The intravenous-inhalational interval is a phenomenon that describes the interval between the administration of an intravenous anaesthetic induction agent (and subsequent redistribution) and an adequate depth of anaesthesia (DOA) using an inhalational (volatile) anaesthetic agent. The unique nature of obstetric anaesthesia is such that the patient is prepped and draped prior to induction of anaesthesia in order to minimise the duration of fetal exposure to the effects of general anaesthesia prior to delivery by CS. The short time interval between induction of anaesthesia and surgical stimulus increases the risk of not achieving an adequate DOA if the “intravenous-inhalational interval” has a long duration (Figure 1) (2).
This is recognised as a key contributor to the development of AAGA in obstetric practice where surgical stimulus usually commences immediately after confirmation of correct placement of the endotracheal tube (2).

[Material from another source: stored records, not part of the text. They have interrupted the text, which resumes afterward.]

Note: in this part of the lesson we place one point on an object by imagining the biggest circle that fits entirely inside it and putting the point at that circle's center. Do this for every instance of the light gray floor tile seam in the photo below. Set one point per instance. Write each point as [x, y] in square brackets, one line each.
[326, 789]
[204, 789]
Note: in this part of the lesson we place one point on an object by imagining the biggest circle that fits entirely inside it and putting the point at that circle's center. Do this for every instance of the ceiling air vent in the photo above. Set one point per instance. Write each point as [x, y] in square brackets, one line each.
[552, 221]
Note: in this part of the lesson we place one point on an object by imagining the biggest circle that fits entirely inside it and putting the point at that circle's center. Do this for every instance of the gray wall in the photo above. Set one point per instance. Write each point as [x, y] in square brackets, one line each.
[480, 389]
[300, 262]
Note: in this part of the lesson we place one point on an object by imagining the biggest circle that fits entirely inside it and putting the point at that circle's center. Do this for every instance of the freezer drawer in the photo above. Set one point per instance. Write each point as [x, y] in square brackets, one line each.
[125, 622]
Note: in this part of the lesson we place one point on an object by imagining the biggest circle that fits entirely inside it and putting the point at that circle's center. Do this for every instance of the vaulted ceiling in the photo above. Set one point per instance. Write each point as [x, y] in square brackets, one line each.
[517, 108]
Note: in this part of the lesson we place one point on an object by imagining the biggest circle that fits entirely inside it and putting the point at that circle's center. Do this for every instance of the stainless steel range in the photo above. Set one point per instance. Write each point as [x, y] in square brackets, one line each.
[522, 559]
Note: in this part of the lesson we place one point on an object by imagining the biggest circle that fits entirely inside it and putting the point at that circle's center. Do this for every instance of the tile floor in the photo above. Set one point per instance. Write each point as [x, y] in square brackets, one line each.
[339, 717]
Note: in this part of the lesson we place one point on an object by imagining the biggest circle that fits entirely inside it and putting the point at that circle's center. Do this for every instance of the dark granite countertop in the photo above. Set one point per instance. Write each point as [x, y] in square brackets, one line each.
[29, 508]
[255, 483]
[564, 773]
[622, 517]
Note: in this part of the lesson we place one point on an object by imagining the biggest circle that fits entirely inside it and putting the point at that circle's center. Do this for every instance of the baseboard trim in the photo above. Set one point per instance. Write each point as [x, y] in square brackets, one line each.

It is recommended that after induction of anaesthesia and intubation of the trachea, volatile anaesthetics be administered in addition to nitrous oxide (nitrous oxide: oxygen [50:50)] prior to delivery) to target a MAC (minimum alveolar concentration) of between 0.7 – 0.8. This has been shown to consistently achieve mean Bispectral Index (BIS) scores of <60 (suggesting adequate depth of general anaesthesia). Because of its rapid uptake, nitrous oxide remains an important adjunct to reduce the risk of awareness (2, 5, 7).
The pharmacokinetic properties of inhalational agents such as sevoflurane, desflurane and nitrous oxide make them ideal for use in obstetric anesthesia primarily because of their low blood:gas partition coefficients (sevoflurane 0.68, desflurane 0.4, nitrous oxide 0.47, isoflurane 1.4) rendering them less soluble in blood, therefore permitting a rapid increase in the alveolar partial pressure as less is extracted by the pulmonary circulation. By way of comparison, halothane has a blood:gas partition coefficient of 2.4 rendering the agent much more soluble in blood compared to newer agents; the onset of anaesthesia is therefore slower.
Volatile agents are not without risks as halogenated agents have tocolytic effects which can be associated with increased blood loss from uterine atony (at MAC >1). Higher concentrations can cause maternal hypotension that can lead to reduced placental perfusion pressure that can contribute to fetal acidosis. Despite the theoretical reduction in MAC in pregnancy (up to 30%) as a result of the influence of progesterone and endogenous endorphins, the use of volatile-sparing agents such as nitrous oxide as well as opioids and benzodiazepines post-delivery is encouraged to limit the atonic effects of volatile agents (5).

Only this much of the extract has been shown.